How to remove or exclude one branch in RDataFrame in python when reading from tuple file?

Patrick_Wu · December 21, 2021, 12:52pm

Please read tips for efficient and successful posting and posting code

ROOT Version: 6.24/06
Platform: Not Provided
Compiler: Not Provided

My tuple file contains “branch0”, “branch1”, “branch2”, … in total 100 branches, and I want to exclude “branch0” in RDataFrame.

from ROOT import RDataFrame

df = RDataFrame("DecayTree", "tuple.root")
if df.HasColumn("branch0"):
  do_something_to_remove_branch0()

I have tried

df = RDataFrame("DecayTree", "tuple.root", {"branch1", "branch2"})

but df.HasColumn("branch0") still gives True.

Can anyone advise how I can do this?

eguiraud · December 21, 2021, 12:54pm

Hi @Patrick_Wu ,
RDataFrame won’t read nor do anything with branch0 if you don’t ask it to, i.e. RDF ignores branch0 by default. Then again, of course if asked whether branch0 exists in the dataset it will say “yes”.

What are you trying to do exactly? E.g. do you want to Snapshot all branches into a new file except that one?
Cheers,
Enrico

Patrick_Wu · December 21, 2021, 1:39pm

Hi Enrico,

Thanks a lot for the swift reply!

I want to redefine branch0. If I run

df.Define("branch0", some_expression)

it will tell me

branch "branch0" already present in TTree

eguiraud · December 21, 2021, 1:43pm

Alright, the best way to do that is to use Redefine: df.Redefine("branch0", some_expression).

Redefine is currently only available in ROOT master and in our nightly builds, but it will soon be released in v6.26 (next month most likely).

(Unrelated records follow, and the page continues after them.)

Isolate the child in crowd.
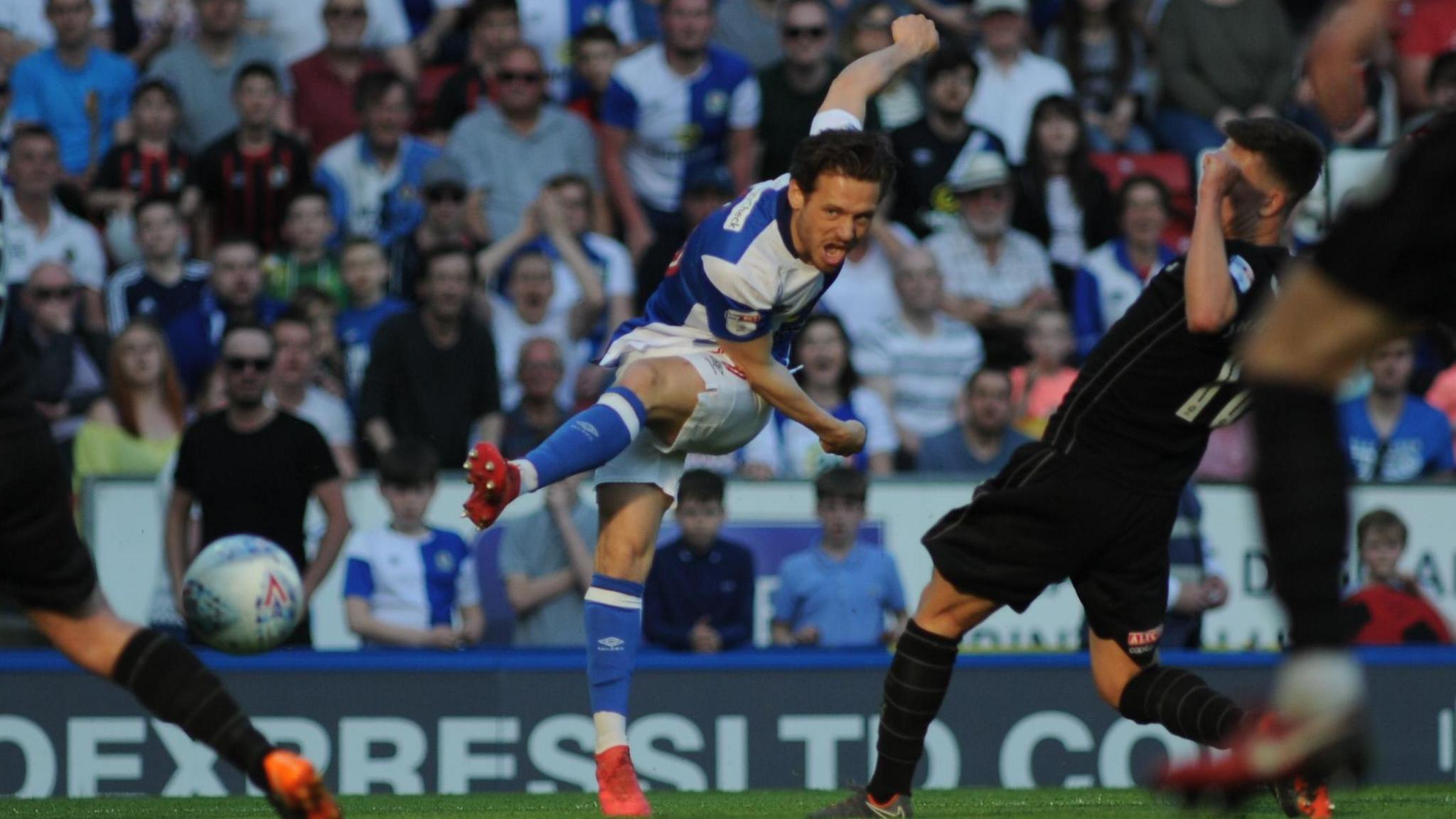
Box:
[335,236,409,404]
[264,186,348,308]
[1010,308,1078,439]
[1345,508,1452,646]
[343,440,485,651]
[773,466,906,648]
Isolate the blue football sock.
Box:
[587,574,642,754]
[521,386,646,489]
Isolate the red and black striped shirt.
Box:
[96,141,193,198]
[196,131,313,252]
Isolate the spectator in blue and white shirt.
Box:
[107,194,211,335]
[601,0,759,258]
[1339,338,1456,481]
[316,71,439,247]
[343,440,485,651]
[1071,175,1178,358]
[518,0,638,102]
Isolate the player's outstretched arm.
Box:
[718,333,865,455]
[820,14,941,122]
[1184,150,1239,332]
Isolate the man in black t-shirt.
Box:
[166,320,350,646]
[817,118,1324,818]
[358,246,501,464]
[889,46,1006,239]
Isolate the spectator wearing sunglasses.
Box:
[449,46,601,239]
[168,236,287,395]
[317,71,439,247]
[21,261,107,472]
[289,0,389,156]
[385,153,481,301]
[164,320,350,646]
[757,0,839,179]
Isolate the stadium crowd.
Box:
[0,0,1456,651]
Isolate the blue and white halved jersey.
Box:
[601,111,860,368]
[343,526,481,630]
[601,43,760,211]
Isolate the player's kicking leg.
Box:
[464,355,703,529]
[28,590,343,819]
[1162,262,1409,793]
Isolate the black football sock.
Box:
[112,628,272,791]
[1117,665,1243,748]
[1253,383,1349,648]
[868,619,960,801]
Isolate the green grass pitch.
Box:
[0,786,1456,819]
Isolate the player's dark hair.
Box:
[1117,173,1174,218]
[354,68,415,114]
[789,314,859,401]
[789,129,897,198]
[282,185,333,218]
[233,60,282,93]
[571,23,621,50]
[1223,117,1325,210]
[814,466,869,503]
[131,193,182,222]
[378,439,439,490]
[1425,50,1456,92]
[1356,508,1411,551]
[419,245,475,280]
[677,469,724,503]
[131,77,182,108]
[268,301,313,337]
[924,42,981,85]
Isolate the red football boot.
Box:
[597,744,653,816]
[464,441,521,529]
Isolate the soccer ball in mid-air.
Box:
[182,535,304,654]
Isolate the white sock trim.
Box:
[511,458,542,496]
[585,586,642,611]
[591,711,628,754]
[597,392,642,439]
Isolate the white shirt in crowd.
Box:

With older ROOT versions there is really no good workaround I’m afraid. You are forced to use a different name for the Define’d branch or to create a new dataset that’s a copy of your original dataset that does not contain “branch0”.

Cheers,
Enrico

Patrick_Wu · December 21, 2021, 1:47pm

Understood. Thanks a lot for the explanation. I’m looking forward to the release of ROOT v6.26!

system · January 4, 2022, 1:47pm

This topic was automatically closed 14 days after the last reply. New replies are no longer allowed.